Mushishi: This is a gorgeous anime series adapted from a manga series about Ginko the mushishi, who goes around learning about mushi, primitive, nearly supernatural lifeforms. The episodes and the manga don't go in the same order, but reading/watching both at the same time or one before the other doesn't seem to matter. The music, animation, voice acting, and pacing of the series are all gorgeous; the only reason why it's in this category instead of the next is because I'll watch a few episodes, completely forget to watch more, and let it sit for a few months. Highly recommended if you like folklore -- it's lovely and delicate and sad and spooky.
Nana: Also an adaptation of a manga series. I didn't watch the entire anime, just bits and pieces of my favorite scenes in the manga. This would go on favorite series, only I love the manga too much. The adaptation is incredibly faithful, down to preserving many panels, and it's great to be able to hear the music, but... I don't know. I just couldn't wrap my head around the voice actors or the music because the manga is so near and dear to my heart (that, and the music isn't punk enough). Still, if it's your first exposure to the series, GO FOR IT. This is one of my favorite manga series ever, and the anime is a great introduction.
Favorite series of the year
Haibane Renmei: This is a small (13 eps.), quiet series about the Haibane, children with wings who mysteriously appear in Old Town. No one knows why the Haibane are different or where they come from. The wings may make people not want to watch it, but don't be put off by them. They're the complete opposite of the usual floating feathers shoujo wing trope, and the series isn't about cool wings, it's about a few young (and not-so-young) girls and their quiet lives and also about learning to live. I hope more people watch this.
Honey and Clover: I had this on my best of list last year after only watching ten episodes. No that I've finished, it is my favorite series of the year and possibly my favorite anime series period. I suspect one of the reasons why I didn't watch much anime this year was because I wanted another H&C, and nothing really lived up to it, though Haibane Renmei does a good job of capturing the quiet sweetness and wistfulness.

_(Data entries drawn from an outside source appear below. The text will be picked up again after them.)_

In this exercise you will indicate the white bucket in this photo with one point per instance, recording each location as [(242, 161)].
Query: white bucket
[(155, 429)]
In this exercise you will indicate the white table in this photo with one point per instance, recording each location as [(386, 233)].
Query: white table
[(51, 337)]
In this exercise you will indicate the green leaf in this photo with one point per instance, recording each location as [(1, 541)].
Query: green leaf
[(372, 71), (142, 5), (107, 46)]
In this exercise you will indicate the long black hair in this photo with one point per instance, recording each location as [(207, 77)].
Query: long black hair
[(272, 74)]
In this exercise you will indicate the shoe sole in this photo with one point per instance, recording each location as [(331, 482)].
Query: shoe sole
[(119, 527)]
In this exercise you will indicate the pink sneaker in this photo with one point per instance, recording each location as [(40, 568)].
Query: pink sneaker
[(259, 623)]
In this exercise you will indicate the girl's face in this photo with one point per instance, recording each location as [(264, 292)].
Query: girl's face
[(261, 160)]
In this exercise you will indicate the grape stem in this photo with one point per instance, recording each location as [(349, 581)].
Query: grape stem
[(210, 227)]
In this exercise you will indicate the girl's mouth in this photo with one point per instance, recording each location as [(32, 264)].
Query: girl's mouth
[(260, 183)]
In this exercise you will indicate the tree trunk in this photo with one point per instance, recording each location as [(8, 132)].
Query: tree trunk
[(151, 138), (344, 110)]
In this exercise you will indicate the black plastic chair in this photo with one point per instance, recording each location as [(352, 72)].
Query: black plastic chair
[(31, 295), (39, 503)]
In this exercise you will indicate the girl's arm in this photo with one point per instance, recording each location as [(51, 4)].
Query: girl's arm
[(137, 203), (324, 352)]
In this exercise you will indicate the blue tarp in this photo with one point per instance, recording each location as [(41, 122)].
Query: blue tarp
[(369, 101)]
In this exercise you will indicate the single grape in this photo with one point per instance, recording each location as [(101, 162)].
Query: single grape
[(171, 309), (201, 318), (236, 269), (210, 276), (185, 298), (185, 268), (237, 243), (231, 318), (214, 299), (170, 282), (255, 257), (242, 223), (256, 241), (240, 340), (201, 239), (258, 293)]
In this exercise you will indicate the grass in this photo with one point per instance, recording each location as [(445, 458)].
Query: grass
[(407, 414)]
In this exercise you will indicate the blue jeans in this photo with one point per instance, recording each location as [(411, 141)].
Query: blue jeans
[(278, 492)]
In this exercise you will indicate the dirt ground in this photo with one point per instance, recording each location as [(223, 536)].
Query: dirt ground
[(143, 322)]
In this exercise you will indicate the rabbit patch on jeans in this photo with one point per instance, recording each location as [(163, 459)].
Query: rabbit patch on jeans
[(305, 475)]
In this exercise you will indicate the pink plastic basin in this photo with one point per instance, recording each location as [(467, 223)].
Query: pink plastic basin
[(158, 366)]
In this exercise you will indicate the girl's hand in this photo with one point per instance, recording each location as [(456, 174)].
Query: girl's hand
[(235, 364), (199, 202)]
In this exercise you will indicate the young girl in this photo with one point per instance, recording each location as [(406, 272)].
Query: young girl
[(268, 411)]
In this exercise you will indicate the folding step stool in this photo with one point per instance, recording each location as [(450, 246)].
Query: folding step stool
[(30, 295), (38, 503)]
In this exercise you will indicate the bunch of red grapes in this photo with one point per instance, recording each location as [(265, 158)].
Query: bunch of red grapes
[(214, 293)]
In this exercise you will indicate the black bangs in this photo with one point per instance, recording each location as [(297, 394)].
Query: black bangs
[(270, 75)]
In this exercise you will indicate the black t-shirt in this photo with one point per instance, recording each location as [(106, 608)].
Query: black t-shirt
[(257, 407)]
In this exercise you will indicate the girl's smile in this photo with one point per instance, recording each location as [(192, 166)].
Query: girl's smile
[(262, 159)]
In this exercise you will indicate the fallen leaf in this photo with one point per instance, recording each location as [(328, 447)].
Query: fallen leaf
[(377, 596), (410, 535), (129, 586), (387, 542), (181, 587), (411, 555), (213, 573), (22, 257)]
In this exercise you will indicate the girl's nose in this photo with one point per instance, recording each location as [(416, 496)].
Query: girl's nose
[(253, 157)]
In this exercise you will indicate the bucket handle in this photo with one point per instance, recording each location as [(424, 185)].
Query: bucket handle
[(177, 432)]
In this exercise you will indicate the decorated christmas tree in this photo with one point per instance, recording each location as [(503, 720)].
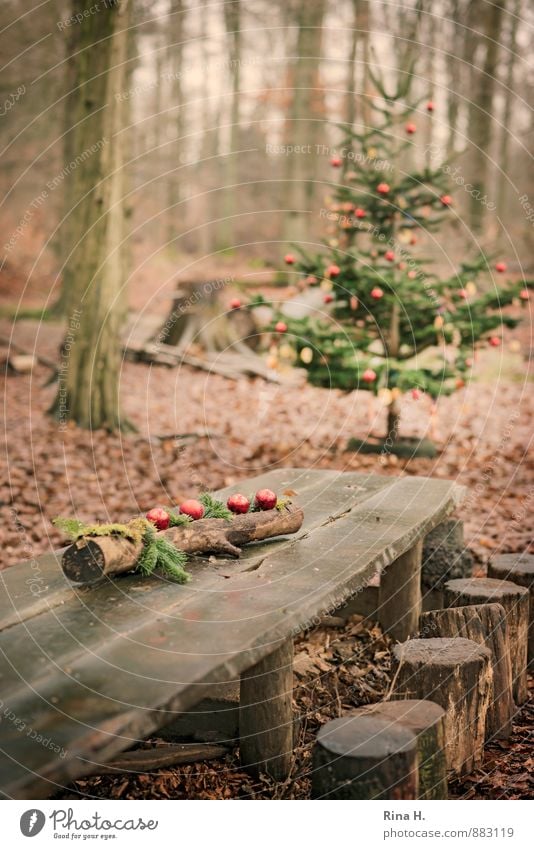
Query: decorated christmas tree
[(391, 324)]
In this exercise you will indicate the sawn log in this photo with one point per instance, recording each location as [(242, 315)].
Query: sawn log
[(90, 558)]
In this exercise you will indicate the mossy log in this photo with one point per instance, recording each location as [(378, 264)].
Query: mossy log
[(486, 625), (90, 558)]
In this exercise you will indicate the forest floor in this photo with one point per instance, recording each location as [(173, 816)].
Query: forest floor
[(234, 429)]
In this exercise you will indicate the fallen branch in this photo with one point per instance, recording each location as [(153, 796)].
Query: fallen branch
[(92, 557)]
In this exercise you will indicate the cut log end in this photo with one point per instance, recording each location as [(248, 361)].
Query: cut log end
[(426, 720), (457, 674), (364, 757), (515, 600), (485, 624)]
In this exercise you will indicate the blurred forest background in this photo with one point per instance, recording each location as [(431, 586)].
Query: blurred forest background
[(204, 99), (212, 92)]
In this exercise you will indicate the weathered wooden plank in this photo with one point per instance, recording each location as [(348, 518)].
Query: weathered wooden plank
[(36, 586), (89, 617), (104, 703)]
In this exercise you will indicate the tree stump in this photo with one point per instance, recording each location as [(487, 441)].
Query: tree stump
[(518, 568), (265, 714), (426, 720), (399, 595), (444, 557), (515, 600), (364, 757), (486, 625), (456, 673)]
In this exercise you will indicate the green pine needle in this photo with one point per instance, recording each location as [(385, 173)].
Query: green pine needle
[(171, 561)]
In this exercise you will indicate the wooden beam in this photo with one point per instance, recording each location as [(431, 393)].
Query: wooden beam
[(265, 714), (399, 596)]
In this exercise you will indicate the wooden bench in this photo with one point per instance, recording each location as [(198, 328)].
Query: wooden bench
[(87, 672)]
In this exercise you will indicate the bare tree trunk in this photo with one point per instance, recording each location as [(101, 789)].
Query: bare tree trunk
[(363, 17), (89, 379), (502, 159), (175, 203), (303, 121), (481, 108), (350, 98)]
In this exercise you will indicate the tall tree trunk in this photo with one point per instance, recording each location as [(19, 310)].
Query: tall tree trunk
[(350, 98), (175, 203), (232, 18), (89, 376), (303, 122), (480, 111), (502, 159), (363, 17)]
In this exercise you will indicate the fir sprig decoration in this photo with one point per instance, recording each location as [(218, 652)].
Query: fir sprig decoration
[(158, 553)]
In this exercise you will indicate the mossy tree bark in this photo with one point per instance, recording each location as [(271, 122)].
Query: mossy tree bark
[(95, 269)]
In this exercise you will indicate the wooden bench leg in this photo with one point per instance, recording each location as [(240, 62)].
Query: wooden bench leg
[(399, 597), (265, 716)]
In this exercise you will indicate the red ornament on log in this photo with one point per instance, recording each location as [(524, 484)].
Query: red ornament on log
[(159, 517), (192, 508), (238, 503), (265, 499)]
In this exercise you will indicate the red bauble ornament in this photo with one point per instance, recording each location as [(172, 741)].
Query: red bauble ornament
[(192, 508), (265, 499), (369, 376), (159, 517), (238, 503)]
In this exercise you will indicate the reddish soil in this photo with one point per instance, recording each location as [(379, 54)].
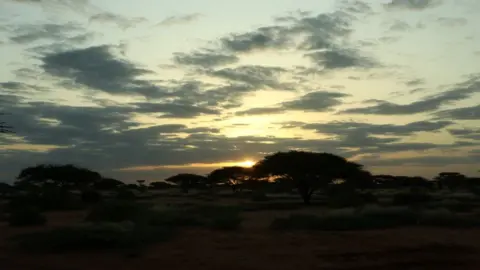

The series is about five art students in college, along with their friends, loves, relatives. Nothing happens, but at the same time, everything happens. The characters deal with unrequited affection, doubt about their futures, the stress of deciding what to do after college, and people leaving and coming back. I'm not sure what I can say about it that I haven't already said, so I lazily quote myself:
"I wish more people had seen this. It's such a comfort show, not because it's happy, but because it feels so real, and yet has such compassion and understanding for its characters. I watch it and feel better because it's about change and friendships and growing apart and coming together and trying to figure out what you want, trying to be the person you want to be and do the things you want to do. And it understands that the last two are even more important and earth-shaking than almost anything else."
Even though many of the plotlines are romances, many also aren't. I love how the series touches upon art and talent, from the points of view of those with talent and those without and how they all handle it. I love that it's about work and finding your place in the world, how it has grief and letting go, and how it's about friendships that change your life, even though people separate after graduation.